Strangely, this has been one of the most difficult posts I have had to write.
I’m not sure why. Well, yes I am…
I have decided, for many reasons, not to continue my training with my dear coach and friend… Coach Monster. (And you all breathe a huge sigh of relief because the Monster is still living—-and for a split second, it appeared to be that kind of post. A death. Well, it’s not… but it feels like it.)
None of the reasons are due to his coaching. In fact, I believe I gave him the classic line, “It’s not you, it’s me.”
(For those of you wondering… no, you may not take my place. He’s not taking on any new athletes at this time. And besides, I’m irreplaceable! Waaaaaaa! Seriously, hear me whine…)
So I told Coach M before Augusta that I wouldn’t be continuing with his coaching after Augusta. Then I proceeded to have two of the most detrimental and sabotage-y weeks of my life.
Was it because I didn’t have his accountability? Or did I not want to continue with a coach because I knew I was about to go off the deep end—and I didn’t want him to watch it? Am I tired? Am I insane?
Either way, I am sad. Yes, it’s my decision, and yet I am sad. Why? Well, it’s funny. As I talk about in my book about choosing the right coach, it’s so important to choose wisely…. And Coach Monster was definitely the right coach for me for almost three years.
[If you don’t know about the Monster and what he has carried me through – check out this Dedication Post I wrote before Ironman.]
And my own words — you better like your coach because your coach/athlete relationship is a relationship— it’s so true. He was there in the beginning (much like God of triathlon… In the beginning was the water, and there was a Monster who helped me learn how to swim…).
I chatted/emailed/texted with him in some capacity most days, and to just go *poof* of that relationship? Hard. Very hard.
Sometimes I liked him. Sometimes I adored him. Sometimes I wanted to stab him with an ice pick due to the workouts he wrote for me. And well, mostly I’m sad.
I received an email from Training Peaks at the end of my training with Coach M:
“Your Coach has disconnected himself from your Training Peaks account.” It was a swift kick in the gut. And I had done it to myself.
I talked with Coach later, and he assured me it was a gut kick to him as well.

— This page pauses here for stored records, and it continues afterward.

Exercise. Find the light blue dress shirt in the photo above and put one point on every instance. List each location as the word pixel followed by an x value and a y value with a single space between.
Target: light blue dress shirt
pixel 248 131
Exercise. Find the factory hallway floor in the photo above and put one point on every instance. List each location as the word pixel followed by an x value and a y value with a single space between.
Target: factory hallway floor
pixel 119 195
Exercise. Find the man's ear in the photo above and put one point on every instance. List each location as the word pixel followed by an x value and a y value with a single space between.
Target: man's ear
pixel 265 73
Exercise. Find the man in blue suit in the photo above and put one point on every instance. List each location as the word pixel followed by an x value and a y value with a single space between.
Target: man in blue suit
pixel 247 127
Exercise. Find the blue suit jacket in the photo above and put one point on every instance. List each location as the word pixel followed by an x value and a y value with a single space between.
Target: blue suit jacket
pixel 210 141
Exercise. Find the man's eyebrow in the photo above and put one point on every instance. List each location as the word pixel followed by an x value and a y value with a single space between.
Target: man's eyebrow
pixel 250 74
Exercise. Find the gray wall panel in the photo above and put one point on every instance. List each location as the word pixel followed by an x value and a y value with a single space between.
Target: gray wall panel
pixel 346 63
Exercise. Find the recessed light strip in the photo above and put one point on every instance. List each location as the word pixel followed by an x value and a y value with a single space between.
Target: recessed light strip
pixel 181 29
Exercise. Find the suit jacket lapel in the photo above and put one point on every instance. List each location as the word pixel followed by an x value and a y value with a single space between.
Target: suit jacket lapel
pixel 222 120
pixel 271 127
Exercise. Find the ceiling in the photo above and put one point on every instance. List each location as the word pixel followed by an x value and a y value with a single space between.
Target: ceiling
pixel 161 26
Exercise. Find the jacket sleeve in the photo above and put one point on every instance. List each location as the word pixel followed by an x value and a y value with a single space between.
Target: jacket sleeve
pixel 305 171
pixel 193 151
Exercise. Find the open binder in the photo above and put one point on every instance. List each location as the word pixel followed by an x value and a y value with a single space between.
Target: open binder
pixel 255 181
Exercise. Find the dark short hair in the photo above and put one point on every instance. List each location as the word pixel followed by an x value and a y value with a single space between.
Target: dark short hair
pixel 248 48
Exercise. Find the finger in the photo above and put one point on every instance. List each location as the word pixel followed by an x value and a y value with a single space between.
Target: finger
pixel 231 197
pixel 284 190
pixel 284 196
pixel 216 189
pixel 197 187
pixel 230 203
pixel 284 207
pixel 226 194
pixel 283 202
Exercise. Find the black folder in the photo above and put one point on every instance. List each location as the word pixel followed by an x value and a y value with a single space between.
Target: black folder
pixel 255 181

I guess we both were just used to each other. Like a pair of old stinky triathlon shoes. So what next?
Well, as I cry spontaneously only about twice a day now…. I will maybe begin writing my own workouts. Taking some time to breathe without the pressure of a rigid training plan. Taking on a half marathon this weekend (something I am sure Coach M would not have recommended so soon after a 70.3, but yet… I do it anyway…)
Also, taking some time to explore some other options with The Swim Bike Mom Army in mind. I have folks interested in helping me, personally, AND you guys —with some awesome ideas for the future. A tag-team of sorts. The possibilities are endless.
And that makes me less sad. (But I’m still sad.)
I don’t need to re-hash out all the ways the Monster has changed my life. Of course, you all know. He’s an incredible coach and citizen of the world. I am honored to have been under his very kind, very compassionate, very gun-show of a wing for almost three years.
Part of me wants to see if I can fly on my own.
Part of me wants to do some different things.
Part of me is terrified to death that I’m going to fall on my face …and there will be no way to recover without him.
But if that’s true… then I didn’t learn very much from the Monster.
Because he worked so hard and tirelessly to give me the confidence to get this far. He told me to believe, over and over, until I actually began to believe in myself. That’s what an amazing coach does. I am so thankful I had the chance to work with him these years.
And like a giant, sweaty baby bird, I’m flapping off clumsily into the distance. It may not be easy to make this move. In fact, it stings a little (a lot).
But I will go forth …and do my best to make him proud.